BUTUR, suarakendari.com-Wakil Gubernur Sulawesi Tenggara, Ir. Hugua, melanjutkan rangkaian kunjungan kerjanya di Masyarakat nelayan di Desa Malalanda dan Pameran Kebudayaan Kabupaten Buton Utara usai menghadiri upacara peringatan Hari Ulang Tahun ke-18 Kabupaten Butur.
Salah satu lokasi yang dikunjungi adalah Desa Malalanda, yang saat ini tengah diusulkan sebagai bagian dari program Kooperasi Merah Putih. Didampingi oleh Bupati dan Wakil Bupati Butur. Hadir pula Plt Kepala Dinas Perikanan dan Kelautan Sri Reskina, Staf Ahli Bidang Kemasyarakatan dan SDM Dr. Ir. Sukanto Toding, MS., MA dan Muhammad Rajulan adalah Kepala Dinas Perhubungan (Dishub) Prov Sultra. Wagub berdialog langsung dengan warga untuk mendengar aspirasi serta menjelaskan arah kebijakan pembangunan desa pesisir.
Dalam kesempatan tersebut, Wagub menyoroti posisi strategis Kabupaten Buton Utara dalam pengelolaan sumber daya kelautan nasional.
“Bapak Bupati Butur bersama Bupati Wakatobi nantinya, bersama seluruh masyarakatnya, memikul tanggung jawab yang besar untuk mengawasi Laut Banda yang kita kenal dengan WPP-RI 714,” tegas Hugua.
Kabupaten Buton Utara merupakan salah satu daerah di Sulawesi Tenggara yang berbatasan langsung atau memiliki akses ke perairan Wilayah Pengelolaan Perikanan Negara Republik Indonesia (WPPNRI) 714, khususnya Laut Banda. Oleh karena itu, peran Butur sangat signifikan dalam mendukung kebijakan nasional terkait pengelolaan perikanan berkelanjutan di wilayah tersebut.
Setelah berdialog, Wagub dan rombongan meninjau langsung bentang tepian pantai Desa Malalanda, sekaligus memastikan bahwa rencana pembangunan sarana prasarana umum ke depan tidak menimbulkan konflik, terutama dalam hal kepemilikan lahan warga.
Dalam perjalanan kembali, Wagub juga mengunjungi Pameran Kebudayaan Buton Utara yang digelar oleh Pusat Studi dan Pelestarian Budaya Buton Utara (PSPB-Butur) di Warkop RR, Kelurahan Wandaka, Kecamatan Kulisusu. Pameran ini menampilkan berbagai objek sejarah dan peninggalan budaya lokal yang dikumpulkan secara sukarela oleh komunitas budaya setempat.

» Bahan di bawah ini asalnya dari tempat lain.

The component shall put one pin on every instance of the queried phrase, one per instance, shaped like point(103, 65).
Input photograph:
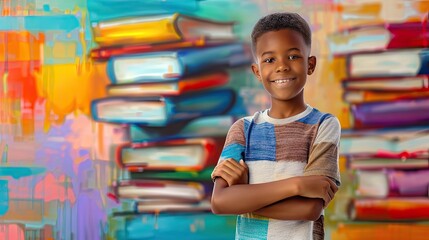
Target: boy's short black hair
point(279, 21)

Wagub Hugua menyampaikan apresiasi atas semangat pelestarian budaya yang terus dijaga.
“Buton Utara memiliki warisan sejarah dan budaya yang sangat berharga, bahkan banyak di antaranya tidak dimiliki daerah lain. Maka promosi terhadap kekayaan ini harus terus kita tingkatkan karena potensinya luar biasa,” ungkapnya.
Ir. Hugua juga berharap Pemerintah Daerah, khususnya dinas terkait, dapat memberi dukungan konkret terhadap gerakan pelestarian tersebut, termasuk penyediaan ruang penyimpanan yang layak bagi benda dan dokumen bersejarah, serta pengelolaan situs budaya secara terencana dan berkelanjutan. (Frans/Dokpim Sultra).